The problems with immigration are clear and pressing, but they should not blind us to the benefits as well. ...

Apart from the obvious and immediate challenge of the migrant crisis, European states have to deal with assimilating the children and grandchildren of immigrants who have become ghettoized, and natives’ fears about the economic costs of immigration. There is a growing sense that Europe cannot cope with more migrant flows from outside.

Against these are the benefits. More immigrants means a higher total GDP, which make national debt burdens more manageable. Many immigrants provide mall but non-trivial boosts to natives’ incomes and standards of living. Business is boosted by being able to hire and bring in talent from overseas, and entrepreneurial immigrants raise productivity and drive forward innovation. 

There are costs, yes. But there are benefits too, and we’d do well to remember them.

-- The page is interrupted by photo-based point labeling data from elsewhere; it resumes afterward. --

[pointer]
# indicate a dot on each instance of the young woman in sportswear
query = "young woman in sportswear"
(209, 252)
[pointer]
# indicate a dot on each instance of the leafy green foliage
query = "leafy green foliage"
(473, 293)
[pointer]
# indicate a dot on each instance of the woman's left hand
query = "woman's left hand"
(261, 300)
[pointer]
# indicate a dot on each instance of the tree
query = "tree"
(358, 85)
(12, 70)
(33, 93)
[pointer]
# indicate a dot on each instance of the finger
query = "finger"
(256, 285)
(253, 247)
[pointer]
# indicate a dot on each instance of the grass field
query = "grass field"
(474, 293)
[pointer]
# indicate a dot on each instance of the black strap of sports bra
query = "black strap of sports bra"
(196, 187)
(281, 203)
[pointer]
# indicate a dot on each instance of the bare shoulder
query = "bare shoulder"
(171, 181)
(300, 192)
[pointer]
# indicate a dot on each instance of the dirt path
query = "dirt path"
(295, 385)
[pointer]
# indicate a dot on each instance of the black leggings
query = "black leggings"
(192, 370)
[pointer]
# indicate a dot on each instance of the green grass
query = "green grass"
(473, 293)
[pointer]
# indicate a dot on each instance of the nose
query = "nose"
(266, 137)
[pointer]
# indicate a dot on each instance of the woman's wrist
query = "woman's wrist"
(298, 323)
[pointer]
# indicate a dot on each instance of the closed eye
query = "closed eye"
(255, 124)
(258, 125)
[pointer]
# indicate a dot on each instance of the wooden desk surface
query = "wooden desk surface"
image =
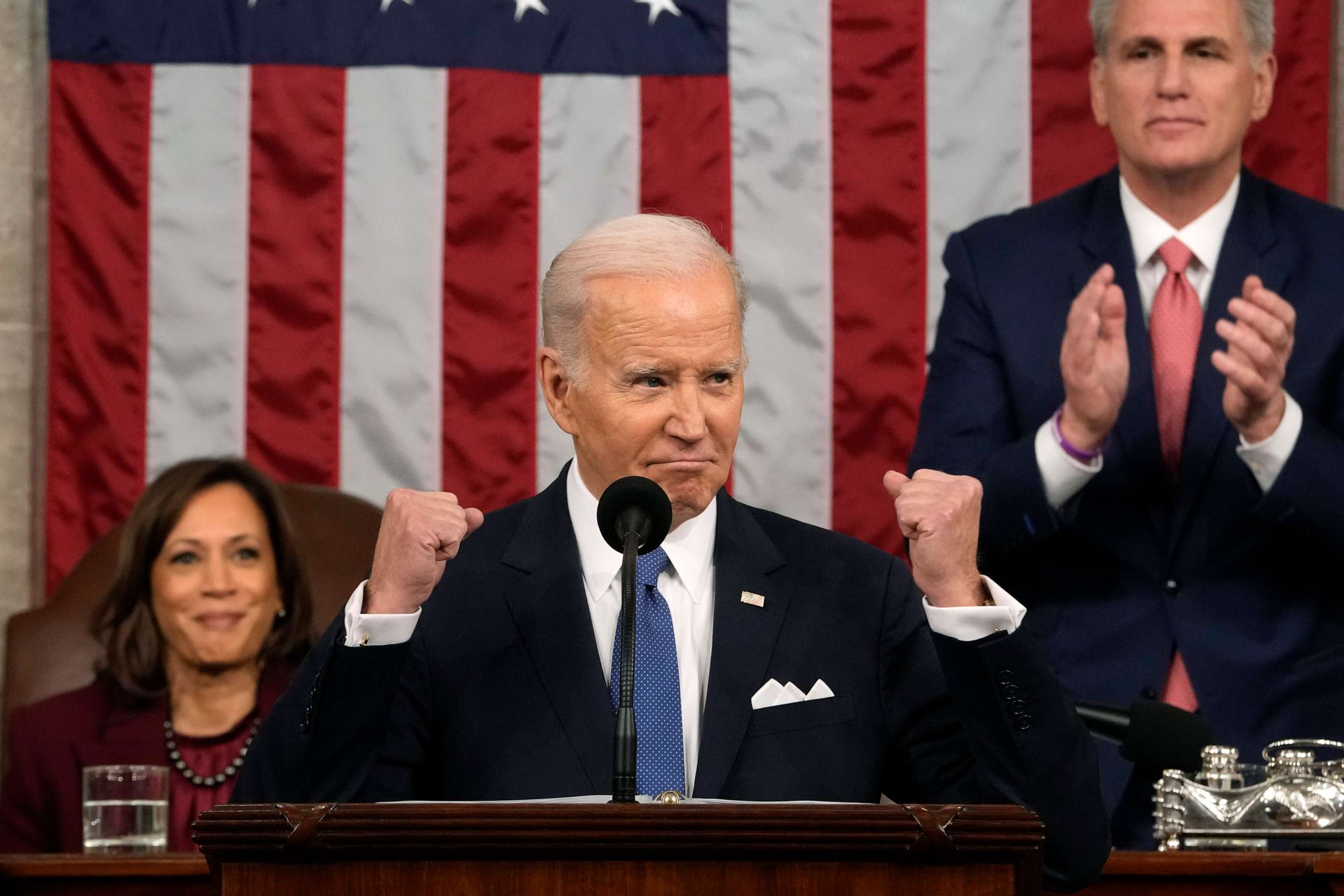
(77, 874)
(1128, 874)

For the purposes of policy discussion, it’s useful to differentiate between three different kinds of immigrant: EU, non-EU skilled, and non-EU unskilled. Although of course EU immigration includes both skilled and unskilled migrants, the policy response cannot differentiate between them.

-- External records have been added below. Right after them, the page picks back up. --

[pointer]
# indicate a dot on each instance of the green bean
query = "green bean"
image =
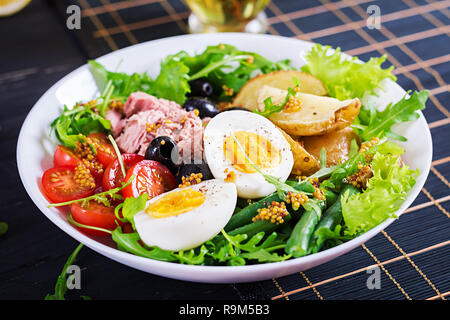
(298, 243)
(257, 226)
(245, 215)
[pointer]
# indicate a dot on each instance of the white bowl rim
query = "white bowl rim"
(203, 273)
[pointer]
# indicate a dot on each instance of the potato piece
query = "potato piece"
(304, 162)
(248, 95)
(317, 115)
(336, 143)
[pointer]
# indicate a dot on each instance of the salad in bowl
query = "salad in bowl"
(228, 158)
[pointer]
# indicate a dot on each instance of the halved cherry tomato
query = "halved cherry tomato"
(113, 177)
(95, 215)
(150, 177)
(60, 186)
(63, 156)
(105, 151)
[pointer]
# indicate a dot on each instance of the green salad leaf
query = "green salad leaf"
(374, 123)
(172, 81)
(345, 78)
(385, 193)
(123, 84)
(81, 120)
(222, 65)
(235, 250)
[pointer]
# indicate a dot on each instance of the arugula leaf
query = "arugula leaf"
(235, 250)
(123, 84)
(172, 81)
(345, 78)
(385, 193)
(374, 123)
(103, 197)
(61, 282)
(129, 242)
(81, 120)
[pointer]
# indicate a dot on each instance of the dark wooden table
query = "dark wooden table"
(37, 50)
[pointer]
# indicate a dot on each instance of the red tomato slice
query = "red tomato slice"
(63, 156)
(105, 151)
(150, 177)
(113, 177)
(95, 215)
(60, 186)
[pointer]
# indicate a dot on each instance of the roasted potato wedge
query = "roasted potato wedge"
(248, 95)
(304, 162)
(317, 115)
(336, 143)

It seems likely that whatever deal Britain strikes with the EU, it will include some limits on freedom of movement. Conservatives and free marketeers in other EU states may wonder if Britain is better off, even if this means less access to the Single Market.

The evidence, at least, suggests that this is not the case. A summary of the research around the impact of EU immigration into Britain by researchers at the LSE found quite consistently that, for EU immigrants at least, there was no negative job impact by a large number of measures.

Most simply, there did not appear to be any correlation between EU immigration into the UK and UK-born unemployment. Broken down by local authority area, there was no correlation between immigrant share of the population and either job losses or wage cuts. The same was true for unskilled native British workers only – there did not appear to be any relationship between their outcomes and immigration rates to their area.

This isn’t terribly surprising, even if we take a fairly simplistic supply and demand view of things. Immigrants supply labour, yes, but they also demand labour – they spend their incomes on groceries and other things, creating about as many jobs as they’ve taken. That’s a very crude way of putting it, but it might help us to understand why the empirics look so benign.

In fiscal terms, EU migrants to the UK contributed about £15bn in the decade up to 2011 (ie £1.5bn/year). Though this seems small, when you consider that we had a hefty deficit for much of that period, so the average person in Britain was a net drain on the public finances, it is not insignificant.

Immigrants allow for more specialisation and a deeper division of labour, increasing the productivity of native Britons and hence their wages. 

However, the productivity boost differs greatly between different states: a 1 percentage point rise in immigrant share of the labour force in the US generates a 0.5 percentage point rise in native productivity, but only a 0.06 percentage point rise for native productivity in the UK. Across the OECD the relationship, fairly linearly, seems to be that freer labour markets make immigration more beneficial for worker productivity.

Immigrants are about twice as entrepreneurial as native Britons, with huge potential benefits for everyone – consider the jobs and innovation created by Sergey Brin, Google’s Russian-born co-founder. 

It is also widely accepted that large multinational firms give a heavy weighting to ease of moving skilled workers when deciding where to locate a branch – to attract (let alone to generate) the Googles and Facebooks of this world, EU states will need to allow them to bring in the personnel they want.

When it comes to non-EU immigration policy, all this militates in favour of an immigration system that supports would-be entrepreneurs and highly skilled immigrants. 

The case for unskilled immigration from outside the EU is weaker, particularly from countries where cultural differences may make integration and assimilation harder. Indeed these seem to be the main challenges of immigration that are not simply myths (as most economic objections are) and as such states may be tempted to have their cake and eat it too. 

However, unskilled immigration from developing countries is an excellent development tool – indeed it may be the best policy for promoting international development we know of, since it provides such an income boost to the migrants and they send so much money home in remittances (three times as much as is sent in governmental development aid, globally, every year).

To this end, states may wish to consider replacing parts of their international development aid expenditure with guest worker programmes, modelled on the United States’ diversity visa, which intentionally takes only a small number of people from any given country. This reduces problems of ghettoization, since new immigrants do not have a large support network of their fellow nationals and have to develop language skills and integrate socially. 

The presumption is also that workers on these visas will have to return home at some stage. Third-party liability insurance against the risk of overstaying and/or becoming a cost to the state (through dependency on the welfare system, for example) might also be a useful tool to mitigate the risks of taking in unskilled migrants.

Survey evidence shows that most people are not anti-immigration: they are anti-ghettoization, and worried that immigrants will hurt their incomes or job prospects. A responsible immigration policy will address these fears where they are real, and avoid throwing the baby out with the bathwater. Immigration comes with risks and costs, but immigration policy done right will address these and allow citizens of European states to reap the benefits too.